The state of his shop didn’t help. The last thing before he’d left the previous evening, he’d had to contend with a sudden rush of schoolchildren. They’d missed the bus, noticed one of Richard’s more eyecatching window displays – the transcript of an imagined conversation between D.H. Lawrence, Anaïs Nin, Michel Houellebecq and Erica Jong – and decided to familiarise themselves with the oeuvres in question. In itself, this was manageable, but a tricky situation arose when, their appetite for the printed word whetted, they’d reached the coffee-table Mapplethorpes. Were they sixteen? They certainly weren’t eighteen. Should Richard score one for the libertines and let them have a look? It was not an abstract dilemma and, reluctant to go to prison for a cause as morally nebulous as this, he threw them out. (As much as Richard liked the idea of an urban underclass of disaffected and rebellious youth, he didn’t want them in his shop.) This led to another trashed display and the loss of a sale to the nervous-looking youth with the pink drainpipe jeans who had been waiting to talk to Richard about – he guessed – Banana Yoshimoto.
Richard made himself a coffee, reshaped the paperbacks in the window into a display which, despite his best efforts, remained stubbornly un-penis-like. He switched on the till and perused the morning’s post. As usual, it was full of books. There was something dulling about this ritual.

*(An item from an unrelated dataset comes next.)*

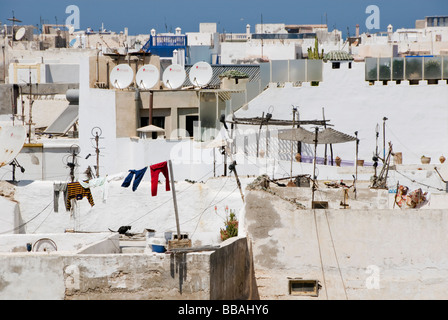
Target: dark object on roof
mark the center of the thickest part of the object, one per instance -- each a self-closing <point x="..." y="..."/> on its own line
<point x="252" y="71"/>
<point x="338" y="55"/>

Many publishers had stopped using sales reps and pitched to retailers by sending through new titles in the post instead. And every day, Richard despaired at the mediocrity of the new arrivals. The difficulty was that mediocrity took many forms. There was mediocre/good, mediocre/bad, mediocre/indifferent – the stuff was everywhere. He did what he could to satisfy his conscience, to ignore the sort of writing that he felt was merely words on paper, a smooth progression from point A to point B that detracted from the sum total of the human experience. But deep down, Richard suspected he was pissing into the wind.
Today, he’d been sent three memoirs and three attempts at fiction. A Long Way from Under the Mango Tree, a tale of inter-generational conflict from inside the Anglo-Pakistani community, lumped its exotic bulk ahead of Learning to Walk – from seventeen-year-old diva Lil’ Missy Muffet – and Boom! (Bang-a-Bang), an inside story of the financial crisis written by a deeply penitent millionaire; Sophie’s Party Time by Trixi Hart, Commander Down! by J
ohnny ‘Two Splints’ Morrison and My Mates, a ‘grittily realistic’ collection of short stories from the backstreets of Burton upon Trent, completed the line-up.

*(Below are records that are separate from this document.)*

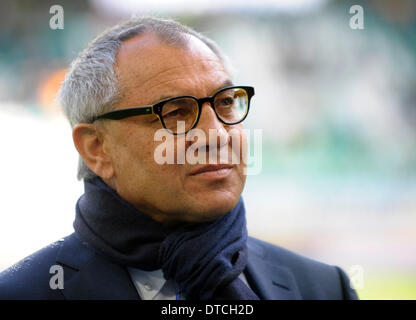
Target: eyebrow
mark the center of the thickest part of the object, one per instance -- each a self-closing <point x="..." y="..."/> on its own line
<point x="226" y="83"/>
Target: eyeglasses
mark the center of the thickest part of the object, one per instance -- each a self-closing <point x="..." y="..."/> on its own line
<point x="231" y="105"/>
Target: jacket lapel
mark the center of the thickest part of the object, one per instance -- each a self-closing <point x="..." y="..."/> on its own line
<point x="269" y="281"/>
<point x="90" y="276"/>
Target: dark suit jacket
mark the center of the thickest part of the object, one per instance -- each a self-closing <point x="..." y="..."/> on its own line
<point x="272" y="272"/>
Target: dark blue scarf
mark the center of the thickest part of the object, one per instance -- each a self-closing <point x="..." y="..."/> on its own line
<point x="205" y="259"/>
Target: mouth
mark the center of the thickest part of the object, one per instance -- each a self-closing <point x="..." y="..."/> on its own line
<point x="213" y="171"/>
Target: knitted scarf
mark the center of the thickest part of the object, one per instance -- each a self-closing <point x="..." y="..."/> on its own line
<point x="205" y="259"/>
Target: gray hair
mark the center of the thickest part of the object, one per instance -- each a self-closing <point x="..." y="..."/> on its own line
<point x="91" y="87"/>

Richard shook his head. It was more of the same old same old, a steady accretion of grim. Where were the dazzlers, the men and women on the edge of their art, those who would present the world not as it sometimes seemed – muddy, impressionistic, torporific – but as it should be – brilliant and intriguing, perverse and beautiful and vile? Those who would rent and tear at the fabric of mediocrity? Those who would move us on?

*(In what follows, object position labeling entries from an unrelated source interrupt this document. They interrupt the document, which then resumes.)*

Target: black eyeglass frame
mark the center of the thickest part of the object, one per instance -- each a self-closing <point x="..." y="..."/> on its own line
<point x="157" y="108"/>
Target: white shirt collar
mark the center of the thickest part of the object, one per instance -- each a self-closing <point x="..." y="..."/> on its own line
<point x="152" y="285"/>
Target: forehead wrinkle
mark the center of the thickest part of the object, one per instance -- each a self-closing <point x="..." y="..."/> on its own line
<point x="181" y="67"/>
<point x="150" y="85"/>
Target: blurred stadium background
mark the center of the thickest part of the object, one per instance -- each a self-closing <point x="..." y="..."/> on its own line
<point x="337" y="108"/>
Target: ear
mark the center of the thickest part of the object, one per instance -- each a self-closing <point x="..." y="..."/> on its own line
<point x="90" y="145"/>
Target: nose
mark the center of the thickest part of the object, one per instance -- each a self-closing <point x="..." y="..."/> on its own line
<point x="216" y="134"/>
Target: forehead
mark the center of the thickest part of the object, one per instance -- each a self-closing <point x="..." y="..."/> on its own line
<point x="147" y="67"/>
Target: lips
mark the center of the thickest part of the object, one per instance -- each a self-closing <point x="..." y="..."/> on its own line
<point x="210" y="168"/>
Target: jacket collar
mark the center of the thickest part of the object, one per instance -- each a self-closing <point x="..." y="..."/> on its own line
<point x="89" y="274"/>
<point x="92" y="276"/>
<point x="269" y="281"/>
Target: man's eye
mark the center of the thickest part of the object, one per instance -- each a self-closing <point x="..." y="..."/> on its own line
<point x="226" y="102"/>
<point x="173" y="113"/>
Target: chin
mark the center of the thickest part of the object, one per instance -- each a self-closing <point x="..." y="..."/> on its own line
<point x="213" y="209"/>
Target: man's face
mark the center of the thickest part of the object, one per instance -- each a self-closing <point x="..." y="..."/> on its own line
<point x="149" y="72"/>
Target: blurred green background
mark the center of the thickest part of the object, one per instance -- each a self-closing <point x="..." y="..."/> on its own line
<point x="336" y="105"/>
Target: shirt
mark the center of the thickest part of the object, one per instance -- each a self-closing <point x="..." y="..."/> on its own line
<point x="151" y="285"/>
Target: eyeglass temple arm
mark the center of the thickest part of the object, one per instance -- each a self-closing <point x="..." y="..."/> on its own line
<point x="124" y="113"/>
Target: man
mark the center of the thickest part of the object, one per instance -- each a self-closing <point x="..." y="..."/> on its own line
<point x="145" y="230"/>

He yawned loudly, scratched his armpit and juggled his balls in an attempt to take his mind off his alarmingly tocking ticker. His phone rang and he picked it up. Then he heard the voice on the other end and found himself in the middle of his third hot flush of the morning.
Blimey!
‘Hello,’ said the voice. ‘This is Lauren, Lauren Furrows. Is this Richard Anger?’
‘It certainly is,’ said Richard. His heart thumped an offbeat. Sweating mightily, he sat back on his stool and swung his feet on to the counter in a gesture designed to affirm – to himself at least – his ability to nonchalantly absorb the shocking reappearance of his holiday infatuation. ‘Bollocks!’ he spat, as his grittily realistic coffee went flying.